打,似乎没必要,而且可能也打不服这个诡异的女人,骂,对方根本不理,

甩,看她那架势和诡异的能力,恐怕也甩不掉。

他站在原地,看着宇智波初纯那逐渐远去的、悠闲得仿佛在自家后院散步的背影,胸口一阵郁结。

最终,他只能强行压下那股莫名的烦躁,调整了一下方向,选择了另一条岔路,宁愿绕远,也不想再和这个莫名其妙的女人走在同一条道上。

而走在前面的宇智波初纯,虽然没回头,但似乎感知到了他的选择,嘴角勾起一抹得逞的、小恶魔般的笑容。

(哼,跟老娘斗?)

(气死你!)

宇智波初纯踏入一家略显嘈杂的路边饭馆,一眼就看到了独自坐在角落、气压低沉的宇智波佐助。

她眼中闪过一丝狡黠,故意选了他旁边不远的位置坐下。

还没等她点菜,一个浑身酒气、满脸通红的中年男人就摇摇晃晃地凑了过来,一屁股坐在她对面,醉醺醺地嬉笑道:“小、小姑娘……一个人啊?陪、陪大叔我喝两杯呗?”

宇智波初纯非但没有露出厌恶,反而眼睛一亮,脸上堆起一个天真又带着点涉世未深的笑容,拍手道:“好啊!”

她立刻扬起手,对着柜台方向扬声喊道:“来人!把你们店里最贵、最烈的酒拿上来!这位大叔请客!”

酒很快上来,是那种后劲极大的烈酒。中年男人色眯眯地想伸手摸宇智波初纯的手,被她灵巧地侧身躲过。

她脸上飞起两朵红晕,不知是装的还是酒气熏的,故作娇羞地嗔道:“哎呀~你急什么嘛!先把这瓶酒干了!干完了……我们再去好好聊聊嘛~我说话算话哦!”

那中年男人被她哄得心花怒放,为了展现男子气概,也开始豪饮。

宇智波初纯喝酒如同喝水,面不改色,甚至还时不时用言语刺激、催促对方。一个小时不到,好几瓶昂贵的烈酒下肚,那中年男人已经烂醉如泥,趴在桌上不省人事,鼾声如雷。

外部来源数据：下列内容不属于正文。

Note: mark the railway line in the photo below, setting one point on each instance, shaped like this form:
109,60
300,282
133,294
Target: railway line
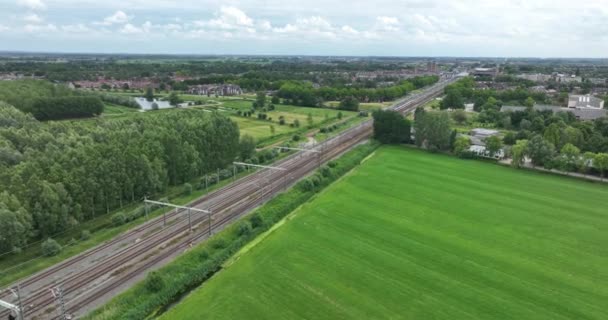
152,243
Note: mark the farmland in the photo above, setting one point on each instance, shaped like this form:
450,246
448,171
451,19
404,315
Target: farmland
424,236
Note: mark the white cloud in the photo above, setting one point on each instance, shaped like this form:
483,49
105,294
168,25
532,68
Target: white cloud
36,28
32,4
387,23
76,28
33,18
131,29
349,29
119,17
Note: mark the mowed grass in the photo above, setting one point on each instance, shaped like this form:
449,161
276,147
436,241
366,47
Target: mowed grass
414,235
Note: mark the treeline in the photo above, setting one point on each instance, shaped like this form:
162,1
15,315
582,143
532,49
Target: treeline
49,101
123,69
303,93
55,108
463,91
163,287
56,175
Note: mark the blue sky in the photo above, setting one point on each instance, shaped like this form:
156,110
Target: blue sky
534,28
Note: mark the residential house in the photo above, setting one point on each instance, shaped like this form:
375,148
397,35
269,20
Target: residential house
585,102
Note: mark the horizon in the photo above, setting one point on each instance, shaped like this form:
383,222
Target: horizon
411,28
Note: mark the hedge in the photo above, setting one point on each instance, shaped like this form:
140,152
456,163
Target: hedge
163,287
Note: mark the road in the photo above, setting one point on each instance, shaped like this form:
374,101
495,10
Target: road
93,277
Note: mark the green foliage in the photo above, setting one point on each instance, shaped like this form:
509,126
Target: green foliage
85,235
391,127
493,144
407,221
260,100
518,153
187,189
63,173
349,103
433,130
50,247
200,263
246,147
461,146
539,150
119,219
66,107
154,281
149,94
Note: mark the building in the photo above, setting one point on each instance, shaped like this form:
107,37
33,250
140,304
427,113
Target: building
479,135
492,72
536,77
481,151
216,89
583,114
585,102
562,78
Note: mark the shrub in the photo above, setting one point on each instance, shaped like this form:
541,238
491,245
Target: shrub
325,171
50,247
187,189
256,221
244,228
119,219
85,235
154,281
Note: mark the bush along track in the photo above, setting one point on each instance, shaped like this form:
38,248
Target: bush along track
163,287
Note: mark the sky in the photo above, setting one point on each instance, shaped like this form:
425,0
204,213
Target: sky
488,28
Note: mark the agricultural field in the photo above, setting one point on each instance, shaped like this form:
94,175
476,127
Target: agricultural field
416,235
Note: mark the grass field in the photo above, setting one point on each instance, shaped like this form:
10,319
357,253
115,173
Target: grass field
413,235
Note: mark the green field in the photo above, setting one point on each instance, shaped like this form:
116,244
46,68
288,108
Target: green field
413,235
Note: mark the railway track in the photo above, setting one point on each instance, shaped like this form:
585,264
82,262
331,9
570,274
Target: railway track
227,204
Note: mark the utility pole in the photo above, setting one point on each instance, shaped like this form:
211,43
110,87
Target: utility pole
57,293
146,206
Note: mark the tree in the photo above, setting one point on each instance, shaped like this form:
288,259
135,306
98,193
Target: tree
600,161
459,116
349,103
553,134
518,153
539,150
246,147
391,127
453,100
493,145
50,247
586,162
461,146
433,130
149,94
529,102
260,99
174,99
571,154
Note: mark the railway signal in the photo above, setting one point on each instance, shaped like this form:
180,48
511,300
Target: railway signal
188,209
247,165
17,309
305,150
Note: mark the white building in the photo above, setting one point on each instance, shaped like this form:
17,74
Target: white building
585,102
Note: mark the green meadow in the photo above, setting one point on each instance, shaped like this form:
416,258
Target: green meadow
415,235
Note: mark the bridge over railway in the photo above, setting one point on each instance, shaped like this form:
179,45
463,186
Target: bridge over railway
93,277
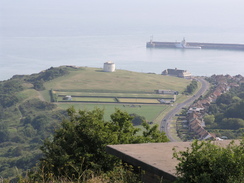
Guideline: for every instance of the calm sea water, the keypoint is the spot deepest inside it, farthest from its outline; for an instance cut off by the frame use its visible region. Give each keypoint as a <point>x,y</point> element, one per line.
<point>37,35</point>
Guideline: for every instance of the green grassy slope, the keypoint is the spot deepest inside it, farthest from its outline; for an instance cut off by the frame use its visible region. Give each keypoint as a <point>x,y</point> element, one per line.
<point>93,79</point>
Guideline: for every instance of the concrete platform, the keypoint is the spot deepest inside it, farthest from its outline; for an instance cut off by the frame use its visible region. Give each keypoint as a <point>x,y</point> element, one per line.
<point>156,158</point>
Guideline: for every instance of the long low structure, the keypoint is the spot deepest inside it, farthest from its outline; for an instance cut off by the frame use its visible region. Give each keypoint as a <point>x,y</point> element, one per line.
<point>194,45</point>
<point>155,158</point>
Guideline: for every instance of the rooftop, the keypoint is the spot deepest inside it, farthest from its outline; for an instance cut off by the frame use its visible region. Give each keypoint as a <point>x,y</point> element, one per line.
<point>156,158</point>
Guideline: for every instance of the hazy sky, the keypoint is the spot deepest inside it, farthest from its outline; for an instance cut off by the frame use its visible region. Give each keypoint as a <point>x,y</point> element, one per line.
<point>58,17</point>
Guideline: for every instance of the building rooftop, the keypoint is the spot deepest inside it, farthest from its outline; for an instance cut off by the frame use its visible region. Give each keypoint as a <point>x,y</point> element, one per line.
<point>156,158</point>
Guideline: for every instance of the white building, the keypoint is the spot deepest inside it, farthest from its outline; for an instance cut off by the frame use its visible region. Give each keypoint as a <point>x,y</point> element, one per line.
<point>109,67</point>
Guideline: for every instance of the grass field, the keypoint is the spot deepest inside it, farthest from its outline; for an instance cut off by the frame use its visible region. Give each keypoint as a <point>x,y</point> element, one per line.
<point>93,82</point>
<point>150,112</point>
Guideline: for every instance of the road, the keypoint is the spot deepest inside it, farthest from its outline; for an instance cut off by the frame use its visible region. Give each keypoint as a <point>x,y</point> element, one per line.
<point>166,122</point>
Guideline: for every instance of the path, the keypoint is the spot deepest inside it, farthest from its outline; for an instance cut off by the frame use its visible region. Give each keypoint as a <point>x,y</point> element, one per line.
<point>166,122</point>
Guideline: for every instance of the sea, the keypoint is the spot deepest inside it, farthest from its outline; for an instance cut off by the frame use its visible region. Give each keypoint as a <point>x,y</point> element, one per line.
<point>37,35</point>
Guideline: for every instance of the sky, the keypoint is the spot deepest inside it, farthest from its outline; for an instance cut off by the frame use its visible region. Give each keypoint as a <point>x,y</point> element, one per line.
<point>55,17</point>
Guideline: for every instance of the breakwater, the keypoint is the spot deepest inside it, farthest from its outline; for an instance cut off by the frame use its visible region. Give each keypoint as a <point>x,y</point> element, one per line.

宇智波初纯优雅地用餐巾擦了擦嘴角,虽然她根本没吃什么,站起身,对着不省人事的中年男人挥了挥手,语气轻快:

“拜拜啦~多谢款待哦!”

“酒钱你自己付哈~”

“我先走一步!”

说完,在柜台老板目瞪口呆和周围食客惊愕的注视下,她的身影瞬间化作一群绚丽的幻影蝴蝶,扑棱着翅膀,消散在空气中,仿佛从未出现过。

只留下那个醉死过去、即将面临天价账单的中年男人,以及……

一直冷眼旁观了整个过程的宇智波佐助。

他看着宇智波初纯消失的地方,又看了看那个倒霉的醉汉,即使以他的冷漠,嘴角也几不可察地抽搐了一下。

(这个女人……)

(真是……坑死人不偿命。)

他内心默默给那个素未谋面并且即将破产的中年男人点了根蜡,同时再次坚定了要远离宇智波初纯这个祸害的决心。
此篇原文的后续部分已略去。